In einem kleinen Moment der Ruhe hielten sie inne und blickten zurück auf ihren Weg. „Siehst du, wir sind weit gekommen“, sagte die Traumfee. Ihr warmes Lächeln zeigte, dass sie Leo beim Erkunden seiner Träume geführt hatte. „Hast du das Gefühl, dass du überall hingehen kannst, wenn du nur träumst?“ Leo nickte nachdenklich. „Ja“, sagte er leise. „Ich glaube, das kann ich.“
Mit einem sanften Schwung, der die Schneeluft noch einmal rauschen ließ, führte die Traumfee Leo wieder zurück an den Anfang ihres Ausflugs.
Die Sonne neigte sich dem Horizont entgegen und tauchte die Berge in rotes Licht. Die Traumfee winkte Leo zu, als er seine Skier abschnallte. „Solltest du jemals einen Weg suchen, erinnere dich an die Freiheit, die du hier empfunden hast.“
Dann verschwand die Traumfee, und Leo erwachte langsam aus seinem Traum. Er öffnete seine Augen und sah das sanfte Schimmern von Mondlicht durch die Vorhänge seines Schlafzimmers. Eine tiefe Ruhe durchdrang ihn, und er spürte die Geborgenheit seines warmen Bettes.

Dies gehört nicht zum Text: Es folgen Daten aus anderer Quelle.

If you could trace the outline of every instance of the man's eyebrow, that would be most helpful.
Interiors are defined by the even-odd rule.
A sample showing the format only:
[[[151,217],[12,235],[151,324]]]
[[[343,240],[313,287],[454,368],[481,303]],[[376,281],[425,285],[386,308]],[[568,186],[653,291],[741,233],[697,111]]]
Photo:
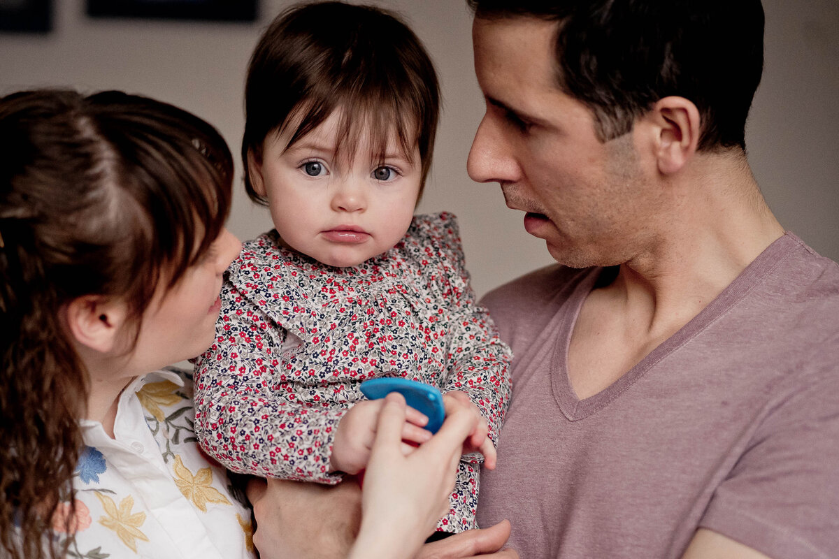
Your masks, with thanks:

„Träume sind wirklich magisch“, murmelte Leo, bevor er wieder einschlief, mit dem Wissen, dass er in seinen Träumen überall hinfliegen konnte. Und so blieb er in einer warmen Umarmung des Schlafes, getragen von den Erinnerungen an sein wunderbares Skiabenteuer mit der Traumfee.